I have a few recipes that involve lemons and limes. Also pineapple is used for my teriyaki flavor. But those end results are similar to the other recipes I make without acidic ingredients. There must be someone out there that knows a similar recipe to make the jerky soft and tender. I have been driving myself crazy looking for a recipe. lol


----------



## gary s (Jan 25, 2017)

*Good morning and welcome to the forum from a pretty nice day here in East Texas, and the best site on the web. Lots of great people with tons of information on just about                     everything.*

*         Gary*


----------



## localjerkyman (Jan 26, 2017)

gary s said:


> *Good morning and welcome to the forum from a pretty nice day here in East Texas, and the best site on the web. Lots of great people with tons of information on just about                     everything.*
> 
> *         Gary*


Thank you. Yes, this site is awesome! Great people here.


----------



## cmayna (Jan 26, 2017)

Interesting about citrus additives for of the two batches I did last weekend, the one which I had added some lemon juice was infact way more tender as compare the one without.


----------



## bizbuzz (Jan 27, 2017)

I can't help with the jerky question, as I am new too, but just wanted to welcome you, and hopefully we can learn together.


----------



## tallbm (Jan 29, 2017)

cmayna said:


> Interesting about citrus additives for of the two batches I did last weekend, the one which I had added some lemon juice was infact way more tender as compare the one without.

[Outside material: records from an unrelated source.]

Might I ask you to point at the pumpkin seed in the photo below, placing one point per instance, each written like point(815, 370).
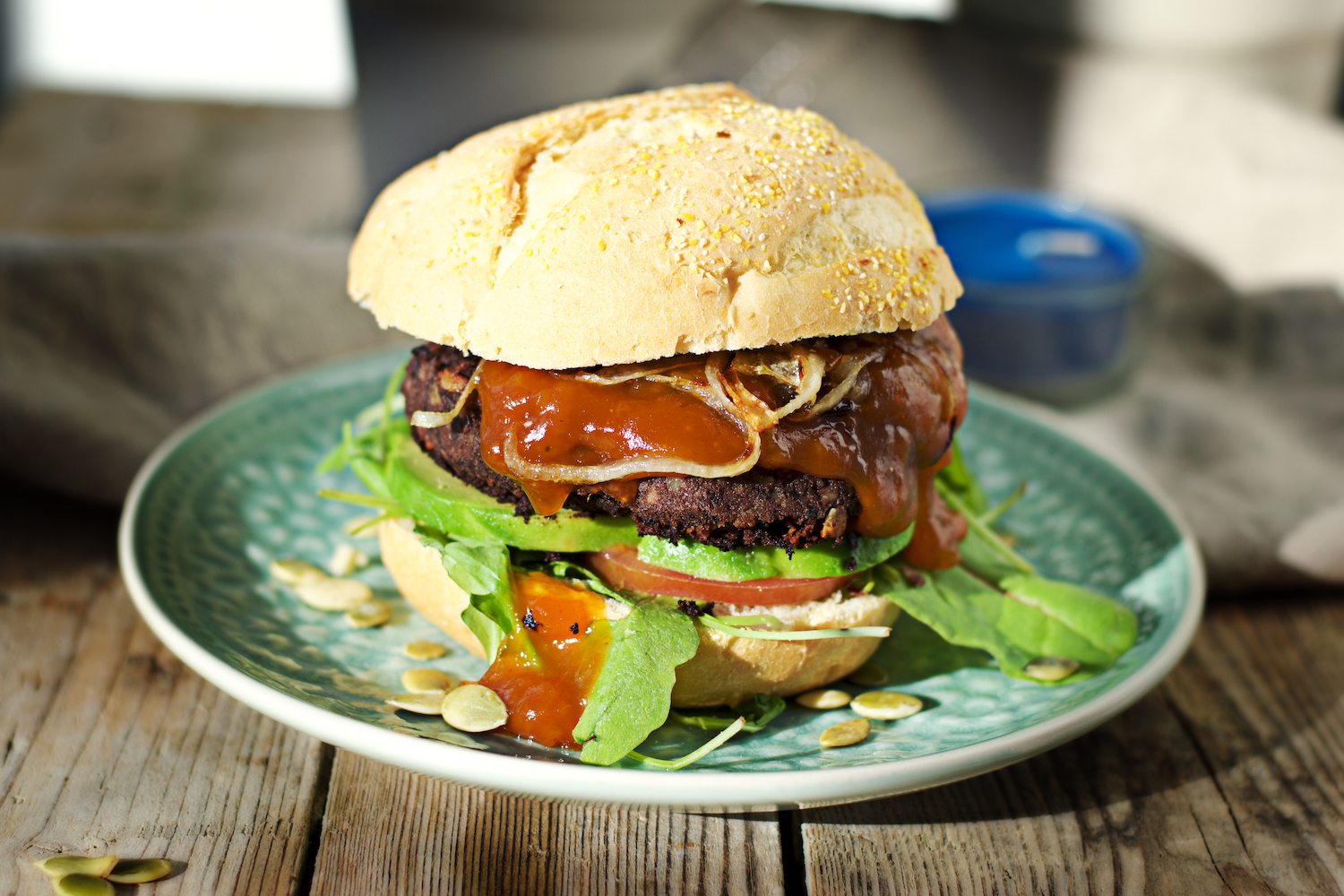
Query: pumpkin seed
point(846, 734)
point(425, 650)
point(426, 681)
point(140, 871)
point(1051, 668)
point(824, 699)
point(62, 866)
point(83, 885)
point(425, 704)
point(473, 707)
point(295, 573)
point(370, 614)
point(886, 704)
point(333, 595)
point(868, 676)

Sounds about right.  This is the idea that created the existence of fajitas.  A long while back meat places didn't care for the skirt as grinding it would dull blades and such so they would give away or sell super cheap.  Cheap meat plus hardcore tenderizing marinade = fajitas.  Should work work the same for jerky :)


----------



## myownidaho (Jan 29, 2017)

It could also very well be the two companies you cited use tumblers designed tenderize while the meat marinates.


----------



## jayberj (Jan 29, 2017)

localjerkyman said:


> Has anyone here tried those two brands I mentioned, Jeff's Famous Jerky and Arizona Jack's Jerky? If you have, or tried anything similar to that soft, tender texture beef jerky, that is what I'm trying to make. That type of beef jerky. Please chime in and advise.


I love the Arizona Jack's Jalapeno jerky. Almost have it duplicated. I use my Traeger on smoke for about 4 hrs. Been playing with this recipe. http://www.traegergrills.com/recipes/beef/jalapeno-beef-jerky
I have changed a few things but this is a great starting point.


----------



## localjerkyman (Jan 30, 2017)

Jayberj said:


> I love the Arizona Jack's Jalapeno jerky. Almost have it duplicated. I use my Traeger on smoke for about 4 hrs. Been playing with this recipe. http://www.traegergrills.com/recipes/beef/jalapeno-beef-jerky
> I have changed a few things but this is a great starting point.



Thank you for this recipe! Looks great! Gonna make an attempt at it.


----------